Don't know if this will be of interest to anyone but my friends, but I was reading over some old computer files and came upon the following story that's perfect for Halloween. It's about a prank that was played on one of my friends. Not knowing my friend (Sean) could give the impression that the prank was cruel... It was not. Also, after re-reading the story I see that it's possible I could come across as, for lack of a better word, a lunatic to some people. That's fine. The fact that I realize this probably means I'm not a lunatic.
Two final things: 1.) The story took place in the spring of 2007. 2.) It's not as interesting as my disclaimers might have led you to believe.
I was hanging out with my friend Sarah at her house, and while I was there I invited over a mutual friend, Sean, who lived nearby. I had spoken with Sean earlier in the day (online) and told him I had murdered Sarah. I asked if he was going to call the police and inform them, or if he was going to come over and help me bury her instead. He chose the latter but said he was charging me $1,000. This meant, of course, that he did not believe me. (At least I hope that's what it meant!)
Because of the seed that had been planted, a few hours later -- about fifteen minutes before Sean was supposed to arrive -- Sarah and I decided to quickly stage a murder scene to see how he would react. I rolled Sarah up in a blanket just as I might if I had actually killed her, and the plan was for her to lay there motionless pretending to be dead. Next, I went and found a white towel and some red food coloring. I put some food coloring on the towel and also mixed some with water in a cup and poured it over the towel. Then I placed the (now bloody) towel on the blanket where Sarah's lower chest was in an attempt to make it look as though the blood had seeped through the blanket and I had tried to contain it. I took a steak knife from her kitchen and placed it on the table near her. The scene was moderately convincing, but something didn't look right... I realized that a soapy, bloody bucket sitting on the floor outside the "murder room" would likely add another layer of belief; after all, who would go to such trouble for the sake of a ridiculous joke? I made it look really good by pouring some red food coloring down the inside of the bucket (after I had filled it with soapy water), and made sure to splatter some red specks of food coloring on it as well. I sat a bloody sponge atop the water and placed the bucket such that Sean would be sure to see it before peering in at the corpse. The scene still wasn't perfect so we decided to turn the lamp off to make the bloody towel look more real, and I fixed the windows so the proper amount of light was coming in. (Poor Sarah! Why didn't we save the blanket-wrapping for last?) The television was on -- volume low -- as if the murder had taken place abruptly and I didn't have the chance to turn off the TV -- clearly I had been preoccupied with cleaning up! Everything looked pretty good. We decided that it would be best to partially cover Sarah's face with the leftover blanket when Sean's car pulled up so that no accidental eye-twitching could be detected. My plan was to emerge from the bathroom down the hall very casually after Sean had had a few minutes to critique the scene. (Sarah was excited to partake in the experiment, of course. Reading over this I can see how it might sound as though I was torturing her!)

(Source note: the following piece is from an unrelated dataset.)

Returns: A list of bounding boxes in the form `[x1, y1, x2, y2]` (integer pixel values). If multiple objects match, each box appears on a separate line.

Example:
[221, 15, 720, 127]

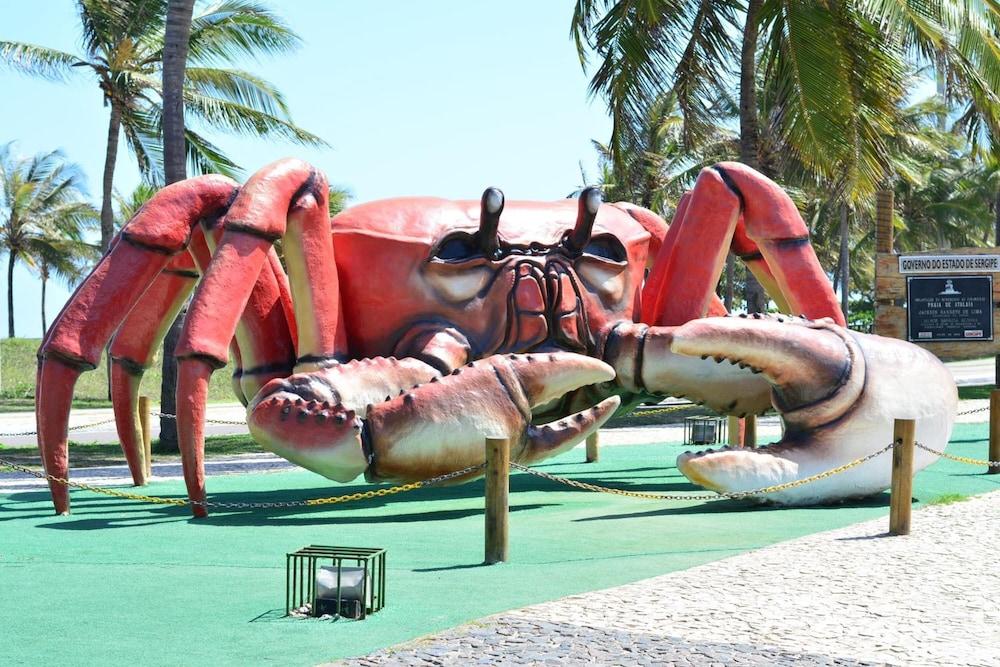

Everything went according to plan. I came out of the bathroom once Sean had been inside a few minutes and, surprisingly, he didn't laugh. I thought for sure laughter would be his reaction considering how it's nearly impossible to change someones perception of what you're capable of.
"A steak knife?" was all he said. I didn't say anything in response and picked up the heavy black flashlight that was sitting in the room and swung it at his head. He uncharacteristically flinched. (I stopped before I cracked his skull, naturally.) After pretending to bash his brains in there was no longer any sense in continuing the charade. He explained to me that if I had used a steak knife I would have surely cut up my hands, and the stab wounds would be so plentiful that there would have been blood everywhere. I hadn't thought of that. In fact, I actually picked the steak knife because I thought it would be less cliche than a giant butcher knife, and thus, more believable. Oh well.
I asked him in more detail what he had thought and he said his reactions took the following line: (upon seeing the bucket) "I wonder what happened. Maybe one of the animals was hurt. Would Tyler really have killed Sarah?" (upon seeing the body in the room): "Maybe he really did it. [pause] That knife, oh, it wouldn't have worked that way." He said that, even though he had entertained the possibility of a real murder for a few seconds, he wasn't scared. I wondered why and came to the conclusion that it was likely due to how hard it is for a friend to change in the eyes of another friend when it requires the ego of the critiquing friend to be slighted in order to confirm the change. In other words: "Sure, he might be capable of murdering Sarah, but he would never murder me; he likes me too much!" This is a comical and cynical reading, but it does make a lot of sense. Anyway, we didn't expect to give Sean anything but a laugh, so the few seconds of strange experience he got made it more than worthwhile.